TrumpKim meet to happen soon
UNITED NATIONS: United States President Donald Trump, who orchestrated a spur-of-the-moment June encounter with Kim Jong Un that saw him become the first US president to set foot in North Korea, said Monday (Tuesday in Manila) that another meeting with the North Korean leader “could happen soon.”
Trump provided few details, and it wasn’t clear what officials were doing behind the scenes to set up a meeting meant to address a diplomatic impasse over the North’s development of nuclear- armed missiles targeting the US mainland.
But Trump’s comments, even with few specifics backing them up, are tantalizing because there is extreme interest, especially in Japan and South Korea, in whether Trump and Kim can strike a deal on one of the world’s most pressing standoffs.
Trump has also proven that he’s willing to take risks with North Korea that no other US leader has taken, even as critics say his summitry captured the world’s attention but got few concrete results.
Asked on the sidelines of annual General Assembly meetings at the United Nations in New York what it would take for another Kim summit, Trump said: “We’ll see.
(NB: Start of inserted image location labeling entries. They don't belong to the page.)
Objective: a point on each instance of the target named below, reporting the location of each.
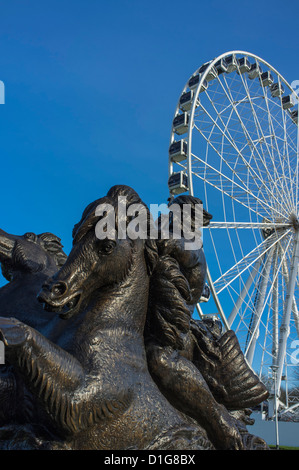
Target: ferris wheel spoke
(231, 188)
(288, 307)
(255, 170)
(242, 158)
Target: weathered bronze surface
(114, 359)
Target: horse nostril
(59, 288)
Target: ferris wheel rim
(288, 228)
(210, 65)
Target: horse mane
(169, 313)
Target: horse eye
(108, 247)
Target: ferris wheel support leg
(284, 329)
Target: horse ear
(151, 255)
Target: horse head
(95, 264)
(30, 254)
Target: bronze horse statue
(102, 396)
(26, 262)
Right now, people would like to see that happen. I want to know what’s going to be coming out of it. We can know a lot before the summit takes place.”
Trump also met Monday with South Korean President Moon Jae-in, the driving force behind the initial diplomacy that led to the first Trump-Kim meeting last year and defused war talk in 2017.
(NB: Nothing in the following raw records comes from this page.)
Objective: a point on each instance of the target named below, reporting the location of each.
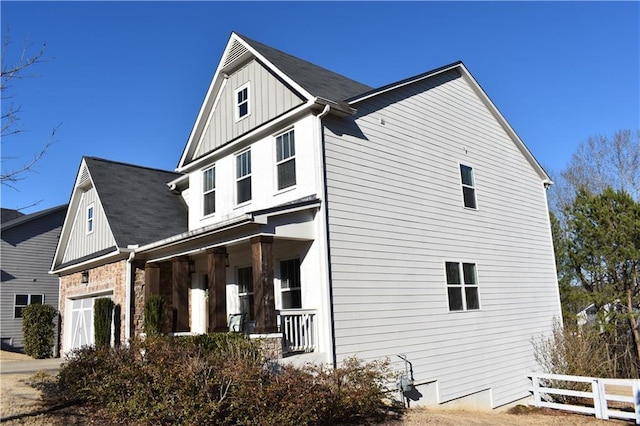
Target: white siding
(268, 99)
(396, 215)
(80, 243)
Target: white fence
(298, 327)
(624, 394)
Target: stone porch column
(151, 279)
(180, 294)
(217, 270)
(264, 300)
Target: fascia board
(67, 226)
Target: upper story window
(243, 176)
(242, 102)
(290, 286)
(90, 211)
(245, 291)
(286, 159)
(209, 190)
(468, 186)
(462, 286)
(24, 300)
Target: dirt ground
(20, 404)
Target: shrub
(583, 351)
(154, 315)
(220, 379)
(103, 312)
(37, 330)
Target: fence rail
(298, 327)
(625, 393)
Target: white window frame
(463, 285)
(29, 296)
(238, 104)
(290, 289)
(249, 316)
(290, 157)
(471, 186)
(91, 215)
(209, 191)
(247, 175)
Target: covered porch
(260, 285)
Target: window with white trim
(242, 102)
(286, 159)
(468, 186)
(209, 191)
(462, 286)
(243, 176)
(245, 291)
(90, 211)
(21, 301)
(290, 286)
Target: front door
(82, 323)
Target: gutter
(127, 296)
Moon said the Trump-Kim meeting at the Korean border in June was a “historic moment.” Moon said he expects that negotiations between the United States and North Korea would resume soon and that there would be another summit.
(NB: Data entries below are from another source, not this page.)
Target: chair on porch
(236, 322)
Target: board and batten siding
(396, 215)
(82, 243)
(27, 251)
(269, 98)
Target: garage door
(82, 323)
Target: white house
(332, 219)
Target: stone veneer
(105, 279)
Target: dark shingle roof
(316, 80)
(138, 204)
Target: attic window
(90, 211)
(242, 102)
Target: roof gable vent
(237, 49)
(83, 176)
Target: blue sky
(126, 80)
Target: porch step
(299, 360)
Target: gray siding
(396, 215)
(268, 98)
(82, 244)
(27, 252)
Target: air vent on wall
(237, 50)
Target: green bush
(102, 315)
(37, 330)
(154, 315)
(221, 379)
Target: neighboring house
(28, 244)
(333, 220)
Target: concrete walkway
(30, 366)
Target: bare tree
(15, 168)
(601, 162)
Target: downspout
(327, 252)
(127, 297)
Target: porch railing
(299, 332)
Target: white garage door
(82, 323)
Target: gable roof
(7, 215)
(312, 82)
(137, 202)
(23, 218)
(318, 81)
“I always marvel at your imagination and bold decision- making,” Moon told Trump.
At the heart of the Washington-Pyongyang dispute is the impoverished North’s desire for relief from harsh sanctions imposed as it has boosted its nuclear and missile capabilities.
Washington, however, is demanding that Pyongyang first take more comprehensive steps to dismantle a nuclear program that has been painstakingly built over decades.